Getting Started on a Cluster

The Quick Start Guide shows how to install Alluxio locally on a single machine. In this advanced quick start guide, we will install Alluxio on a 3-node Linux cluster, configure a AWS S3 bucket as UFS (under file system), and perform basic tasks with the data in Alluxio.

During this guide, you will:

  • Download and configure Alluxio in a Linux cluster
  • Configure for AWS
  • Validate Alluxio environment
  • Set up a distributed storage as UFS
  • Start Alluxio on multiple nodes
  • Perform basic tasks via Alluxio Shell
  • [Bonus] Run sample Hadoop MapReduce job in Alluxio cluster
  • [Bonus] Run sample Apache Spark job in Alluxio cluster
  • Shutdown Alluxio

[Required] In this documentation, we will use AWS S3 as the example Alluxio under file system. Please make sure you have an AWS account with an access key id and secret access key, so you will be able to use S3 in this guide. If you don’t have an S3 account, you can also use an existing HDFS cluster as the under file system. The Set up a distributed storage as UFS section will be slightly different.

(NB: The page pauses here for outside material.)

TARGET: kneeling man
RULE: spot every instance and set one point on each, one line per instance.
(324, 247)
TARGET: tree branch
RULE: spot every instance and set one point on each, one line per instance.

Note This guide is meant for you to quickly start interacting with an Alluxio system in a distributed environment. If you are interested in running a larger scale example which highlights the performance benefits of Alluxio, try out the instructions in either of these two whitepapers: Accelerating on-demand data analytics with Alluxio, Accelerating data analytics on ceph object storage with Alluxio.

Prerequisites

For the following quick start guide, you will need:

Set up SSH (Linux)

Please make sure on all the nodes, ssh is enabled.

Optionally, setting up password-less ssh will make distributed copy and configuration easier. In this doc, we use the example of manual downloading and starting Alluxio on multiple nodes, for demo purpose only. The manual process here can be much simplified and automated using CopyDir or Ansible scripts. Please refer to this [doc](Running-Alluxio-on-a-Cluster.html] and [Running-Alluxio-on-EC2](Running-Alluxio-on-EC2.html] for the alternatives.

Download Alluxio

First, download the Alluxio release locally. You can download the latest 1.6.1 release pre-built for various versions of Hadoop from the Alluxio download page.

Second, scp the release tarball to all the Linux nodes. Feel free to use scriptable way (such as Ansible) to distribute the tarball and automate the following process on multiple machines. In this documentation, manual commands are shown and most of them should be executed on all the nodes. The raw commands are described to help user understand how Alluxio components are started individually.

Next, you can unpack the download with the following commands on all the nodes. Your file name may be different depending on which pre-built binaries you have downloaded.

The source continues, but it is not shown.